First, you'll need to log in to Hyak. If you've never set this up, go [here](https://uw-psych.github.io/compute_docs).

```bash
ssh your-uw-netid@klone.hyak.uw.edu
```

Then, you'll need to request a compute node. You can do this with the `salloc` command:

```bash
# Request a GPU node with 8 CPUs, 2 GPUs, 64GB of RAM, and 1 hour of runtime:
# (Note: you may need to change the account and partition)
salloc --account escience --partition gpu-a40 --mem 64G -c 8 --time 1:00:00 --gpus 2
```

One you're logged in to the compute node, you should set up your cache directories and Apptainer settings.

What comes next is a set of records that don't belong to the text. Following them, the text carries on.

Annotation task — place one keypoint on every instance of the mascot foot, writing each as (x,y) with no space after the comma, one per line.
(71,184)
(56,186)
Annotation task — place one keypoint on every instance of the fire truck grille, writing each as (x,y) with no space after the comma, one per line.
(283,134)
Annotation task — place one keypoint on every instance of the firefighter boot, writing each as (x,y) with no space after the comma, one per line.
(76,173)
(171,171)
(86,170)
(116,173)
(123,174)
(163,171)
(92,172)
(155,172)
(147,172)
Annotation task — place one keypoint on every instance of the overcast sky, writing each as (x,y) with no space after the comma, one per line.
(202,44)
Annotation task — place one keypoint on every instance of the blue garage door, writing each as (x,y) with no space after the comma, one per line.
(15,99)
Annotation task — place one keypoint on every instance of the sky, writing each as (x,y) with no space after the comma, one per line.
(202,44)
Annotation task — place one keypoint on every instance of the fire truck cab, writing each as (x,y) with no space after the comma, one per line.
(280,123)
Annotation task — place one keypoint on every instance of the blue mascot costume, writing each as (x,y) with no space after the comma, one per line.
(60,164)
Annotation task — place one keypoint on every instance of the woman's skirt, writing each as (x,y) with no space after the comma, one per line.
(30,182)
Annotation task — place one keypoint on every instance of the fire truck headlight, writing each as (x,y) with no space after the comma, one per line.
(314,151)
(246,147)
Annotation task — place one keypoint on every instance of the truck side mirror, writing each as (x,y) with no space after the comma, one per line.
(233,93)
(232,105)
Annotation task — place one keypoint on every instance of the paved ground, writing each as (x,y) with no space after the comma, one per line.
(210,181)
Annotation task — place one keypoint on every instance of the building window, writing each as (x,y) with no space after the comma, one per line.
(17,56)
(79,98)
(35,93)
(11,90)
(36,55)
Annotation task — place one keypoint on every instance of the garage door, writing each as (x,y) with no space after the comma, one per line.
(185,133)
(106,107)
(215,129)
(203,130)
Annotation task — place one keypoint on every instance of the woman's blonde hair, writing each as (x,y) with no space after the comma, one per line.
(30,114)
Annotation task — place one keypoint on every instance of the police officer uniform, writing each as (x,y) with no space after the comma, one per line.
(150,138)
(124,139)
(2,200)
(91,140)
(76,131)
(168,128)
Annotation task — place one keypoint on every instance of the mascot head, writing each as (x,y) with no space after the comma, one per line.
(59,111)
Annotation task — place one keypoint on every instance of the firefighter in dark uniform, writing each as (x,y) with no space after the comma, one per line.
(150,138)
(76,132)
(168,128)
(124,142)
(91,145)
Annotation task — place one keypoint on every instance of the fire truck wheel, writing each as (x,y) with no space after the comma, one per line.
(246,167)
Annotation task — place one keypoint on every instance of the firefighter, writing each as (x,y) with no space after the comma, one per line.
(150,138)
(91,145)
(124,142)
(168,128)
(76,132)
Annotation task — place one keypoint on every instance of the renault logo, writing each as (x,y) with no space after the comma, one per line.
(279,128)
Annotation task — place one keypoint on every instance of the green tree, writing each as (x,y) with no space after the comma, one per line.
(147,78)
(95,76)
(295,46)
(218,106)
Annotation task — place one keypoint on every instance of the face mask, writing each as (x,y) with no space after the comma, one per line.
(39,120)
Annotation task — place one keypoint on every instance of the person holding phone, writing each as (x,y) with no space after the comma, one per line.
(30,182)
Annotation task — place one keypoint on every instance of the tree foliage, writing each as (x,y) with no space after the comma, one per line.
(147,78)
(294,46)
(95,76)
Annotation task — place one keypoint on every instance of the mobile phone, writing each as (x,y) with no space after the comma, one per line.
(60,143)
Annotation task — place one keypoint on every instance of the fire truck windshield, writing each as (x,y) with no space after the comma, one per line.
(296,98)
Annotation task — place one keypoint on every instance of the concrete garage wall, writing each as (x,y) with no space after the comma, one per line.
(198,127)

👉 *If you're following this tutorial, **you should do this every time you're running LLaVA on Hyak!** This is because the default settings for Apptainer will use your home directory for caching, which will quickly fill up your home directory and cause your jobs to fail.*

```bash
# Do this in every session where you're running LLaVA on Hyak!

# Set up cache directories:
export APPTAINER_CACHEDIR="/gscratch/scrubbed/${USER}/.cache/apptainer"
export HUGGINGFACE_HUB_CACHE="/gscratch/scrubbed/${USER}/.cache/huggingface"
mkdir -p "${APPTAINER_CACHEDIR}" "${HUGGINGFACE_HUB_CACHE}"

# Set up Apptainer:
export APPTAINER_BIND=/gscratch APPTAINER_WRITABLE_TMPFS=1 APPTAINER_NV=1
```

Then, you can run LLaVA. Let's try with the sample image on LLaVA's repository:

![Sample image](https://llava-vl.github.io/static/images/view.jpg)


```bash
# Run LLaVA:
apptainer run \
    oras://ghcr.io/<%= "${GITHUB_REPOSITORY:-uw-psych/llava-container}" %>/llava-container:latest \
    llava-run \
    --model-path liuhaotian/llava-v1.5-7b \
    --image-file "https://llava-vl.github.io/static/images/view.jpg" \
    --query "What's going on here?"

# Description of the arguments:
# llava-run: the command to run in the container
# --model-path: the name of the model to use
# --image-file: the URL of the image to use
# --query: what to ask the model
```

If it's working, you should see output that looks something like this:

> The image features a pier extending out into a large body of water, possibly a lake or a river. The pier is made of wood and has a few benches placed on it, providing a place for people to sit and enjoy the view. The water appears calm and serene, making it an ideal spot for relaxation and contemplation.
>
> In the background, there are mountains visible, adding to the picturesque scenery. The pier is situated in front of a forest, creating a peaceful and natural atmosphere.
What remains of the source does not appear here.